Unfortunately, he tells us these things over and over again. Granted, that’s a product of the construction of the book — several interviews brought together — though I wonder if it’d have been almost better to compile the interviews into a long faux-conversation, to get to the new material without having to rehash the same questions over and over (which were, of course, new in the interviews’ original context, being in a stand-alone magazine rather than a book all on one subject). It is an admittedly minor nit, and that’s why we’re given the ability to opt to scan some things rather than read every single word as if it were gold… though the sum of these words is almost as good as that particular yellow, soft substance. (Not chicken fat.)

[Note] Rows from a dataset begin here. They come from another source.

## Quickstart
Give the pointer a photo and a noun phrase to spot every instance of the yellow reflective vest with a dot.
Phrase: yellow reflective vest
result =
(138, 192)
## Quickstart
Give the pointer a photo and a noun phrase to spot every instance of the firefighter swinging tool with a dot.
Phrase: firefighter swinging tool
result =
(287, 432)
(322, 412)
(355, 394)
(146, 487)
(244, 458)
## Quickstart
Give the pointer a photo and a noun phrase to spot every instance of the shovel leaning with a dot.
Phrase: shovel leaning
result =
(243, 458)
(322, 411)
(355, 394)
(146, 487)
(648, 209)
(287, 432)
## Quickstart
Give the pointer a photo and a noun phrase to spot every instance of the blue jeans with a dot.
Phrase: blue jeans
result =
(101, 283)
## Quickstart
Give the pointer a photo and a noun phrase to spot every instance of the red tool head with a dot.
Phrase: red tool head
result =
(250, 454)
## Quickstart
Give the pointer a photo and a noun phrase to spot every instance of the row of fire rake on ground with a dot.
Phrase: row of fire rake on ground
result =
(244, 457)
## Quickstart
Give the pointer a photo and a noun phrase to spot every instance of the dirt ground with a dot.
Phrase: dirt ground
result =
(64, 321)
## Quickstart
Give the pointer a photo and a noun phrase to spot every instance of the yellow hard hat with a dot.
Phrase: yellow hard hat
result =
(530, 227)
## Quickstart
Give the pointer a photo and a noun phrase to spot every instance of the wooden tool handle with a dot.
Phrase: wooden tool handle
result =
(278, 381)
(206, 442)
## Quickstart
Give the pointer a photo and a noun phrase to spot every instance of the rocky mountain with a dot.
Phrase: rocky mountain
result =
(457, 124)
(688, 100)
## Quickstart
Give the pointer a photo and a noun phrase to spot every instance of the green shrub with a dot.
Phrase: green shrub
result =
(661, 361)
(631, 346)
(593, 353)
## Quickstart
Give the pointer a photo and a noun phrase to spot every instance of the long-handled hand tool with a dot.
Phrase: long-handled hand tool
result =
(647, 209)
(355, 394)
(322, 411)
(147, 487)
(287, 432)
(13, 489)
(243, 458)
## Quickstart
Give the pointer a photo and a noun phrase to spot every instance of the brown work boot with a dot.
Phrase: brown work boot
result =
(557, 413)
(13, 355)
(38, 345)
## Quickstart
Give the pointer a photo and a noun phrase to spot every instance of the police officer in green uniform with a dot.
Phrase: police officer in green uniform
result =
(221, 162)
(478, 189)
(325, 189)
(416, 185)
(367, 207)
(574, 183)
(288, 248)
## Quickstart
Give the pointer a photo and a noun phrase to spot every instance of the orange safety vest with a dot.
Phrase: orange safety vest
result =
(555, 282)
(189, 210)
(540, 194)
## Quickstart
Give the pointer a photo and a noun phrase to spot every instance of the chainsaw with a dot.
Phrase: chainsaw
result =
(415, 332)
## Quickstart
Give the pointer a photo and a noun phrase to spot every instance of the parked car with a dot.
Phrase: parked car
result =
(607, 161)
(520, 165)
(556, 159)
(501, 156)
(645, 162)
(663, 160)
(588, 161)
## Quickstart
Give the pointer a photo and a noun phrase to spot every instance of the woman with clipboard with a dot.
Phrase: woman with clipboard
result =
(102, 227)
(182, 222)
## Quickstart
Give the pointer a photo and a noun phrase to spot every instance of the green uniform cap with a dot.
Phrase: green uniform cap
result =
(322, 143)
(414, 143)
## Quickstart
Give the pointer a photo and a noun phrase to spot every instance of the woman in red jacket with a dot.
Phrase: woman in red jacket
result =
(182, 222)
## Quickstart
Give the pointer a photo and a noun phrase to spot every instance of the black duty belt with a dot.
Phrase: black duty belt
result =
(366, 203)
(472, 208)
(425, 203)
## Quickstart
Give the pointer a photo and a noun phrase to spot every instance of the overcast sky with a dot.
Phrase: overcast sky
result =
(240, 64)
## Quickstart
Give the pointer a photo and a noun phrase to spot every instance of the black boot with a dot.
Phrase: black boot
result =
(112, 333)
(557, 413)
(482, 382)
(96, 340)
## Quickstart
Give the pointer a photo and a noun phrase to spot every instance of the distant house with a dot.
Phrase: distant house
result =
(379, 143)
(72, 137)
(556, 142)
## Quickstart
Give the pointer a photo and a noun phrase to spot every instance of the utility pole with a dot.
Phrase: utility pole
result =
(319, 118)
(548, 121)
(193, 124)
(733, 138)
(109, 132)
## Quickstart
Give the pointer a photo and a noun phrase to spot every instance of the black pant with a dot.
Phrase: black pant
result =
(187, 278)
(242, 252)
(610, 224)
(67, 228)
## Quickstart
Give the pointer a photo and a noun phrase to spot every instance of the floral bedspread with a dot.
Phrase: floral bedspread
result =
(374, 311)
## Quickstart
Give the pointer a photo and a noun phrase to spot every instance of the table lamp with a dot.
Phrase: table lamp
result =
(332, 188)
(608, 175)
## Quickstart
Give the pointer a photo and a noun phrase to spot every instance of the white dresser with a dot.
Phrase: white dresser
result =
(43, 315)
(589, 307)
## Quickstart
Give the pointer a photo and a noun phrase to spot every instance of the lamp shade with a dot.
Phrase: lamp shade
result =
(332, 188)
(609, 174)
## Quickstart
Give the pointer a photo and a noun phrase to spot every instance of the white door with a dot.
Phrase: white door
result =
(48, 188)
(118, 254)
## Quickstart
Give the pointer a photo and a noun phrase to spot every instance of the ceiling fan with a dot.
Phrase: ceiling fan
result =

The repetition is not limited to just the subjects, though — sometimes the same visuals are used a few times throughout the book — certain covers of Frontline Combat and Mad are peppered throughout the book (notably the “Armistice? Tell that to Johnny!” cover and the Basil Wolverton “Beautiful Girl of the Month” cover, respectively). I also found the use of single pages of stories to be a little frustrating — sure, they show a great quality of Kurtzman’s work… that’s why I wanna see the rest of it! But then again, rights for a single page or panel are much easier to wrangle than entire stories, so I can’t really fault Fantagraphics for that (though, the outstanding “Big If” story is printed in its entirety along with a critical essay on the piece, which does slake that thirst a bit for full works). I suppose what we need is a companion volume with the full stories talked about… or even better, a publisher to work on getting all of Kurtzman’s work back in print (Russ Cochran at Gemstone’s taking the lead on getting the EC stuff available again… anyone else want to take the other stuff?), so we can see the complete work of a cartoonist’s cartoonist, an influence on so many people, from the Underground Comix Scribes to musicians and creatives of all stripes.

Although, as I’ve pointed out, this book isn’t flawless — it’s still an essential look at Harvey Kurtzman and his work and motivations. For anyone who is interested in comics, satire or just plain art and storytelling, knowledge of Kurtzman is required, and this is a fine place to get that information. (And you get a couple of strips by R. Crumb and Art Spiegelman in the process, so who can complain?)